7. The electrolytic processing method according to claim 6, wherein the heterocyclic compound is a nitrogen-containing heterocyclic compound selected from benzotriazole, pyrrole, 3-(2-thienyl)-1-pyrazole, 2-butyl imidazole, 6-thioguanine, and trithiocyanuric acid.

8. The electrolytic processing method according to claim 1, wherein a barrier layer of tantalum, titanium, tungsten, ruthenium or a compound thereof is formed in the surface of the substrate, and the substrate surface is processed by electrolytic processing.

9. An electrolytic processing apparatus comprising:

a substrate holder for holding a substrate;

a processing tool having a processing face for carrying out electrolytic processing of a surface of the substrate;

a power source for applying a voltage between the surface of the substrate and the processing tool; and

an electrolytic cell for holding an electrolytic solution comprising an organic solvent and an electrolyte dissolved into the organic solvent, and bringing the surface of the substrate and the processing face of the processing tool into contact with the electrolytic solution.

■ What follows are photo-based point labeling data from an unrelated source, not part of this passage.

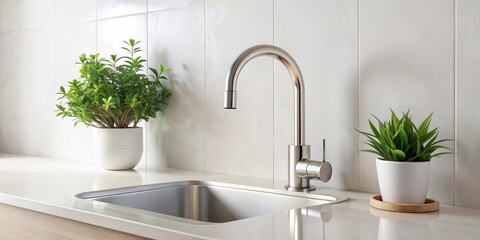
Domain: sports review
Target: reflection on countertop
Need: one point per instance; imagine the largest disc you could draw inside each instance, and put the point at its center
(48, 185)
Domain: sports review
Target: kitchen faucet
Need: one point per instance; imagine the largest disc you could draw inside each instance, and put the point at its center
(300, 168)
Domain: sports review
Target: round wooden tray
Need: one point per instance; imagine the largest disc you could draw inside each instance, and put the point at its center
(430, 205)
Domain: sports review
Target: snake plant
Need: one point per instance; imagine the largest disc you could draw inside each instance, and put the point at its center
(400, 140)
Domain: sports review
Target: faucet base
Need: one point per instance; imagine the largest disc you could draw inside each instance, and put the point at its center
(293, 189)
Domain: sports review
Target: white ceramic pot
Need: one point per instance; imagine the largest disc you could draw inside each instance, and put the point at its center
(118, 148)
(403, 182)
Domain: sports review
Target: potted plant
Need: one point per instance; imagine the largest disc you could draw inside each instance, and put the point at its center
(113, 95)
(405, 151)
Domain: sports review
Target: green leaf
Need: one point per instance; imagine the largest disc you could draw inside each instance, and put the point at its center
(400, 140)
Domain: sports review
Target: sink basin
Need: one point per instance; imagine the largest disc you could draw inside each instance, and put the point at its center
(207, 202)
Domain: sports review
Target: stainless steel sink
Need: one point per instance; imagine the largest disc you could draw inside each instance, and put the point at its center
(207, 201)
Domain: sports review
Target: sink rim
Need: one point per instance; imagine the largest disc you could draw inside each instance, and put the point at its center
(90, 196)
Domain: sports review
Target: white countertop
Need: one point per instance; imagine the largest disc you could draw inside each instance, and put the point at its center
(49, 185)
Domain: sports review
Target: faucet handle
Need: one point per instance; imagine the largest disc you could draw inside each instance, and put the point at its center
(324, 149)
(314, 169)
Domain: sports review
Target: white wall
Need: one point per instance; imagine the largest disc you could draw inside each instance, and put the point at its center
(358, 57)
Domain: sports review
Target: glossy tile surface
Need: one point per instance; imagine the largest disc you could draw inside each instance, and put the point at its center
(68, 11)
(406, 62)
(329, 68)
(468, 139)
(115, 8)
(35, 88)
(239, 141)
(9, 67)
(176, 137)
(26, 14)
(72, 142)
(154, 5)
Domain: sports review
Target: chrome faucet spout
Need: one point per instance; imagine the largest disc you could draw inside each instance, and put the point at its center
(293, 69)
(300, 169)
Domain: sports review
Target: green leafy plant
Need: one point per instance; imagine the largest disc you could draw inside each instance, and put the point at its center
(114, 92)
(400, 140)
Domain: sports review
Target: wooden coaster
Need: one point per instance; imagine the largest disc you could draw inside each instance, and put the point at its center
(430, 205)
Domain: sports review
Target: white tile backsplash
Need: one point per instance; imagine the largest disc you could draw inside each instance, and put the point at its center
(70, 11)
(468, 113)
(357, 57)
(35, 88)
(406, 62)
(154, 5)
(9, 67)
(176, 137)
(115, 8)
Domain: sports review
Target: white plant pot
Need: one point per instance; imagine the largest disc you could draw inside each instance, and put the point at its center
(403, 182)
(118, 148)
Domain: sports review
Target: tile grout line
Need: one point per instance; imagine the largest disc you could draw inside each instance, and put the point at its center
(273, 96)
(455, 100)
(205, 13)
(145, 137)
(358, 98)
(54, 79)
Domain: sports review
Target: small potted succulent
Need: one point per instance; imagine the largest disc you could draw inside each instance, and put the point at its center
(113, 95)
(405, 151)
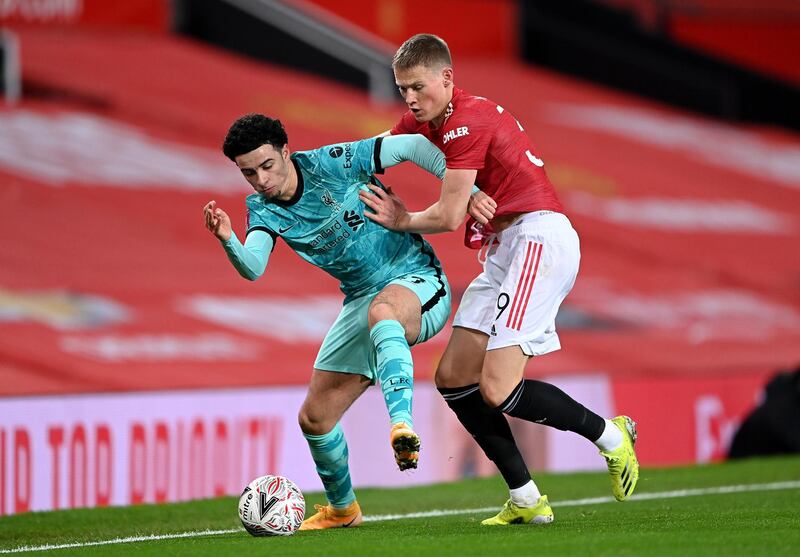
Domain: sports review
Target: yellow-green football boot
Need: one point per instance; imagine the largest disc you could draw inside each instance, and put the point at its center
(622, 464)
(513, 514)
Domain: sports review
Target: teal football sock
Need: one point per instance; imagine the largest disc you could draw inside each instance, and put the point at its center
(395, 369)
(329, 452)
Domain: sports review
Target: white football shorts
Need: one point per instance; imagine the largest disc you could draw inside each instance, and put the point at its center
(530, 268)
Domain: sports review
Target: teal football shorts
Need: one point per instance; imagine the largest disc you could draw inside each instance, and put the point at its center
(347, 347)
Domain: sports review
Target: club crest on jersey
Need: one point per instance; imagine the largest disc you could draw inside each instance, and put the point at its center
(329, 201)
(457, 132)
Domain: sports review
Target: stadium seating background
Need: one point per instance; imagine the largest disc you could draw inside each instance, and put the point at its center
(686, 301)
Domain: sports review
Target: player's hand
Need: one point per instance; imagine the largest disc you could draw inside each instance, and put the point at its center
(388, 210)
(481, 207)
(217, 221)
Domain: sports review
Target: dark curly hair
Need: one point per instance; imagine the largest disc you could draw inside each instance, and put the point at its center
(250, 132)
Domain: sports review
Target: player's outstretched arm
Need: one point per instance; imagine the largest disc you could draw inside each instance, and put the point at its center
(250, 259)
(418, 149)
(445, 215)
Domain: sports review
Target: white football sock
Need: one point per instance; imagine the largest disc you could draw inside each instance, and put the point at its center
(611, 438)
(525, 496)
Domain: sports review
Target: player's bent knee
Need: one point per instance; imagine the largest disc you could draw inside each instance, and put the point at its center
(314, 423)
(380, 311)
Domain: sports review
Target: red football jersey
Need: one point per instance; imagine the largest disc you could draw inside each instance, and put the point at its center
(478, 134)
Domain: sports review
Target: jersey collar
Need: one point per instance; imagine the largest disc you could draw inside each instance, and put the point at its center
(298, 193)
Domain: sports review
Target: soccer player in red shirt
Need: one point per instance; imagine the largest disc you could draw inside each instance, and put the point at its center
(507, 314)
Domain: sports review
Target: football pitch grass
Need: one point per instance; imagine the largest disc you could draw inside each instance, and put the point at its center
(750, 507)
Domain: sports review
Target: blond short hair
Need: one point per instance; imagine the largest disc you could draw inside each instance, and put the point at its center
(424, 50)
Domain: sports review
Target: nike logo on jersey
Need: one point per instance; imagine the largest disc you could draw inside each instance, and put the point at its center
(452, 134)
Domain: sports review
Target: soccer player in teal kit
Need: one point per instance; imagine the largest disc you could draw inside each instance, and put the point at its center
(395, 291)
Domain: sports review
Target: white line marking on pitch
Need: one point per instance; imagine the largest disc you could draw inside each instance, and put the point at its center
(447, 512)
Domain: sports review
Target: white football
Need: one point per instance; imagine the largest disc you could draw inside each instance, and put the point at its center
(272, 506)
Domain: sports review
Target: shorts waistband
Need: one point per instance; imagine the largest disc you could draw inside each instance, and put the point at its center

10. The electrolytic processing apparatus according to claim 9, wherein the electrolyte is hexafluorophosphate ion.

11. The electrolytic processing apparatus according to claim 9 further comprising a controller for adjusting an electric potential applied to the surface of the substrate.

12. An electrolytic processing method comprising:

bringing a surface of a substrate having a tantalum film into contact with an electrolytic solution comprising an organic solvent and an electrolyte dissolved into the organic solvent; and

applying an electric potential to the surface of the substrate to carry out electrolytic processing of the substrate surface;

wherein the electrolytic solution contains at least one of lithium hexafluorophosphate, lithium tetrafluoroborate, tetraethyl ammonium tetrafluoroborate, tetra-n-butyl ammonium tetrafluoroborate, tetraethyl ammonium perchlorate, and tetra-n-butyl ammonium bromate.

13. The electrolytic processing method according to claim 2, wherein the electrolytic solution contains at least one of fluoride ion, chloride ion, bromide ion, iodide ion, hexafluorophosphate ion, tetrafluoroborate ion, and hexafluoroarsenic ion.

14. The electrolytic processing method according to claim 2, wherein the organic solvent is at least one of propylene carbonate, ethylene carbonate, and dimethyl sulfoxide.

15. The electrolytic processing method according to claim 2, wherein the electrolyte is at least one of lithium hexafluorophosphate, tetrabutyl ammonium hexafluorophosphate, tetramethyl ammonium hexafluorophosphate, tetrabutyl ammonium hexafluorophosphate, ammonium tetrafluoroborate, and lithium tetrafluoroborate.

16. The electrolytic processing method according to claim 2, wherein the electrolytic solution further comprises at least one heterocyclic compound having a triazole ring, a pyrrole ring, a pyrazole ring, a thiazole ring, or an imidazole ring.

17. The electrolytic processing method according to claim 2, wherein a barrier layer of tantalum, titanium, tungsten, ruthenium or a compound thereof is formed in the surface of the substrate, and the substrate surface is processed by electrolytic processing.

18. The electrolytic processing apparatus according to claim 10 further comprising a controller for adjusting an electric potential applied to the surface of the substrate.